The problem is what to do about it.
Many people cut out salt in an effort to stop the water retention, but if it’s actually abdominal distension it won’t help at all. And research shows that cutting out salt doesn’t seem to make much difference to most women’s symptoms. If anything, women crave saltier or sweeter foods, which seems to show that our perception of taste changes according to our cycle. However if your bloating symptoms are very severe you may want to discuss with your doctor cutting down on your salt, or even taking a diuretic.
Research carried out by Columbia University in America in the late 1990’s shows that taking a calcium carbonate supplement of around 1200mg a day can significantly reduce pre-menstrual symptoms.
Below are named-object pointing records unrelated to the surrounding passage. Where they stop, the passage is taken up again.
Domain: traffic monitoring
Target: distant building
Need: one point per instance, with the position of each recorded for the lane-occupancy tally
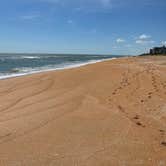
(158, 50)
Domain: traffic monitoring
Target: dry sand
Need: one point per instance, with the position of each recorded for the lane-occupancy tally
(111, 113)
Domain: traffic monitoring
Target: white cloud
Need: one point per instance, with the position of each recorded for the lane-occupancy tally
(139, 41)
(163, 42)
(120, 40)
(31, 16)
(106, 3)
(144, 39)
(69, 21)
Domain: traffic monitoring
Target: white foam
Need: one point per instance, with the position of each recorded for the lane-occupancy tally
(28, 71)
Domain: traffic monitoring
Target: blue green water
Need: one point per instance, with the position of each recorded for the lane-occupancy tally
(12, 65)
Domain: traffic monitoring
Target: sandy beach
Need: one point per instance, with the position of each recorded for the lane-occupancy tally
(111, 113)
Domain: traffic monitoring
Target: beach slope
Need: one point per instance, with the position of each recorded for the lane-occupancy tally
(104, 114)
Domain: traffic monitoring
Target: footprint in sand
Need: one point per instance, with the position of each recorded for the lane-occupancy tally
(163, 143)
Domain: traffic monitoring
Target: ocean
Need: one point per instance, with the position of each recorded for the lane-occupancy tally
(13, 65)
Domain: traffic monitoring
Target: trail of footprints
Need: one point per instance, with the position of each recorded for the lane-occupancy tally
(125, 82)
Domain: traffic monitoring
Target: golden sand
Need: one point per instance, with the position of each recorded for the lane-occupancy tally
(111, 113)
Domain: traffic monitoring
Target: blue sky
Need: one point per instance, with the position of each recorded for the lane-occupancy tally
(82, 26)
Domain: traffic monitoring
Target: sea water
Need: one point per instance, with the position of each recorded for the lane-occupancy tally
(12, 65)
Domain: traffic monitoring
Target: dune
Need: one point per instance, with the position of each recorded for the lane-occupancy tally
(105, 114)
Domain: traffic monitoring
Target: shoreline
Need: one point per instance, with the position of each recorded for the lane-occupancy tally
(57, 69)
(108, 113)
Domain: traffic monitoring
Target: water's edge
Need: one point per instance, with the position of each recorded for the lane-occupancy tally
(54, 69)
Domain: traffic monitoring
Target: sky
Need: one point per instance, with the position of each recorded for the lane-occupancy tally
(118, 27)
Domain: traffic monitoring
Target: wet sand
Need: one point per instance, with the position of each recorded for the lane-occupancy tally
(110, 113)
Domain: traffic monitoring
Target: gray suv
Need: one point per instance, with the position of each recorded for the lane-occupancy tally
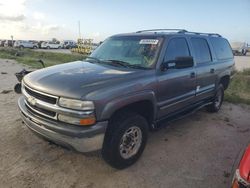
(125, 88)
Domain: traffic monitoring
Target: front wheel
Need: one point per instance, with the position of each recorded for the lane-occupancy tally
(217, 101)
(125, 140)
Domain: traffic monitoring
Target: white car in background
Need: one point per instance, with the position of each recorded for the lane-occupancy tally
(239, 48)
(25, 44)
(52, 45)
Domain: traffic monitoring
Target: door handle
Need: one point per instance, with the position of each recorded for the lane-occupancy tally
(192, 75)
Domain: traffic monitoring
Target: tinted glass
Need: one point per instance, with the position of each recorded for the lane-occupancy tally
(201, 50)
(222, 48)
(176, 48)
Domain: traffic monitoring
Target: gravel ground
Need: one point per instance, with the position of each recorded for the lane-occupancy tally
(197, 151)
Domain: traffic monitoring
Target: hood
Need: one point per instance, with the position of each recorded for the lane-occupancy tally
(76, 79)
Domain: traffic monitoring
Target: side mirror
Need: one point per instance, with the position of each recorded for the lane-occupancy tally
(178, 63)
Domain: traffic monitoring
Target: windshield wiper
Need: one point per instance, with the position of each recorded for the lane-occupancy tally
(117, 62)
(94, 58)
(125, 64)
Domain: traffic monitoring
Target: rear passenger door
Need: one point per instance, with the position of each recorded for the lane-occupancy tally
(176, 87)
(205, 68)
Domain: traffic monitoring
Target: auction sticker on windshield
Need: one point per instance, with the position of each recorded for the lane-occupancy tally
(149, 41)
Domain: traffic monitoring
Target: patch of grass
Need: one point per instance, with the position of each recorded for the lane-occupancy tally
(239, 88)
(30, 57)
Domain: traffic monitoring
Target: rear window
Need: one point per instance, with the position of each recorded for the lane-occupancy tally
(222, 48)
(201, 50)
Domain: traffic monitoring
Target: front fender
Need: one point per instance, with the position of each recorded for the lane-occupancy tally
(123, 101)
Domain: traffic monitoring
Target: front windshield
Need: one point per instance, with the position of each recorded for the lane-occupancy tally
(132, 50)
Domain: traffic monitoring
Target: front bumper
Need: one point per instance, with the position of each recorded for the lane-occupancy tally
(82, 139)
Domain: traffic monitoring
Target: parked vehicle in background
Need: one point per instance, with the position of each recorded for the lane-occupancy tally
(52, 45)
(39, 43)
(25, 44)
(68, 44)
(242, 174)
(125, 88)
(239, 48)
(9, 43)
(2, 43)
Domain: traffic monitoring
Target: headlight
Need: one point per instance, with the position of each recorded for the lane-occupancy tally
(77, 121)
(76, 104)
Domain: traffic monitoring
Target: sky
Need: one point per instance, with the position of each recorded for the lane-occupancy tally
(47, 19)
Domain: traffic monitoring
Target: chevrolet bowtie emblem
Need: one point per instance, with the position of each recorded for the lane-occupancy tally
(31, 100)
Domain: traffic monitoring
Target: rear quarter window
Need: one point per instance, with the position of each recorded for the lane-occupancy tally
(201, 50)
(222, 48)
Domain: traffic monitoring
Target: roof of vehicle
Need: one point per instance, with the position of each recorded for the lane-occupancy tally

Women in the study found that their symptoms of water retention, food cravings, moodiness and pain were reduced on average by almost half within three cycles! Some women of course benefitted even more. So it’s definitely worth trying a calcium supplement to see if that helps you.
Evening Primrose Oil
There is very little evidence to show that evening primrose oil is helpful for bloating, although some women find it helpful for breast tenderness.
Many women take vitamin B6 to help PMS symptoms which can help, but you need to be careful not to take too much. Taking between 50 – 100mg of vitamin B6 is fine, but taking more than 200mg can cause neurological problems. So make sure that the total amount stays under 100mg if you take a multi-vitamin supplement as well as vitamin B6.
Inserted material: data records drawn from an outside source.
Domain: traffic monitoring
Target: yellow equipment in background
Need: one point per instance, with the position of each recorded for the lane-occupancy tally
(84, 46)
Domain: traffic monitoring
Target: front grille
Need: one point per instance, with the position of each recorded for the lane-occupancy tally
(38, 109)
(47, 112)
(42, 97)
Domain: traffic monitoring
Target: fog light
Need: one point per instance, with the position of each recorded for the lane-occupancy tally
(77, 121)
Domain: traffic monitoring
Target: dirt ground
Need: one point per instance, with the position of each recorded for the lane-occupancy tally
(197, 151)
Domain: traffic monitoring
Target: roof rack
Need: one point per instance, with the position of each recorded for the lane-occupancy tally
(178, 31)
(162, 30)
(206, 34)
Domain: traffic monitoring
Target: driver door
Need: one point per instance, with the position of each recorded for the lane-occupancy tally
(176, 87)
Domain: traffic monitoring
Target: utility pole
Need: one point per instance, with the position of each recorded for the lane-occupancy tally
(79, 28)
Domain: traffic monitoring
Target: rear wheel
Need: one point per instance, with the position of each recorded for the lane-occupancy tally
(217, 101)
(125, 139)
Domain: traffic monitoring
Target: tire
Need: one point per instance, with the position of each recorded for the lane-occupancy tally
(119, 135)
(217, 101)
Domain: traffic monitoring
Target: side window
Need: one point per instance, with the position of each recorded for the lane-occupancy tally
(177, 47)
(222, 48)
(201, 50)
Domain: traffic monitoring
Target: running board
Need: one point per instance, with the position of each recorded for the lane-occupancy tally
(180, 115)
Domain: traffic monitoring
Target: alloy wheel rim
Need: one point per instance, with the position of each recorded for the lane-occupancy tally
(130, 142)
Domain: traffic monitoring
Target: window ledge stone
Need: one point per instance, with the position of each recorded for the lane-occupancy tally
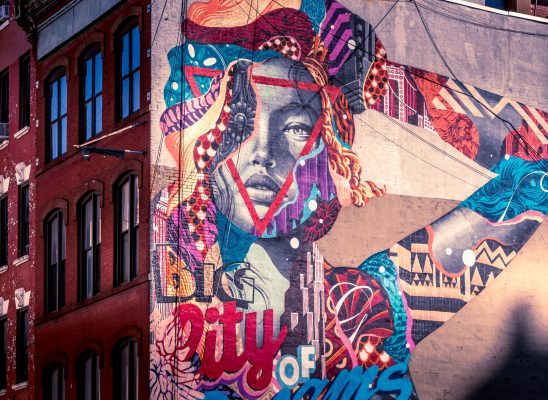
(19, 386)
(20, 260)
(21, 132)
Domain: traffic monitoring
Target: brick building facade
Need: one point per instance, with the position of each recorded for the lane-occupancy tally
(17, 191)
(91, 208)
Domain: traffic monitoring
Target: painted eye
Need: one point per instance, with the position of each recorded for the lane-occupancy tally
(297, 131)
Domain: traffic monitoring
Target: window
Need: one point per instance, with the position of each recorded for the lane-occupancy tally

Some women find that going on the pill, even if they don’t want it for contraceptive purposes, can help, especially in a high oestrogen-low progesterone formula. This is because suppressing ovulation seems to relieve a lot, if not all, PMS symptoms. In fact one of the ways doctors check to see if you really have very severe PMS is to suppress ovulation for between 3 and 6 months. If your symptoms go away then they diagnose PMS. If you still have problems then there is something else wrong.
Keeping A Calendar
If you keep a proper diary of your menstrual cycle and any symptoms you may have, this will help your doctor to decide on what treatment, if any, might be necessary. This obviously depends on the severity of your symptoms. Recent research by the American College of Obstetrics and Gynaecologists shows that a properly kept diary is the simplest and easiest way of diagnosing PMS. You can get a menstrual cycle chart to show your symptoms from your GP, local Family Planning Clinic or even in a chemists like Boots.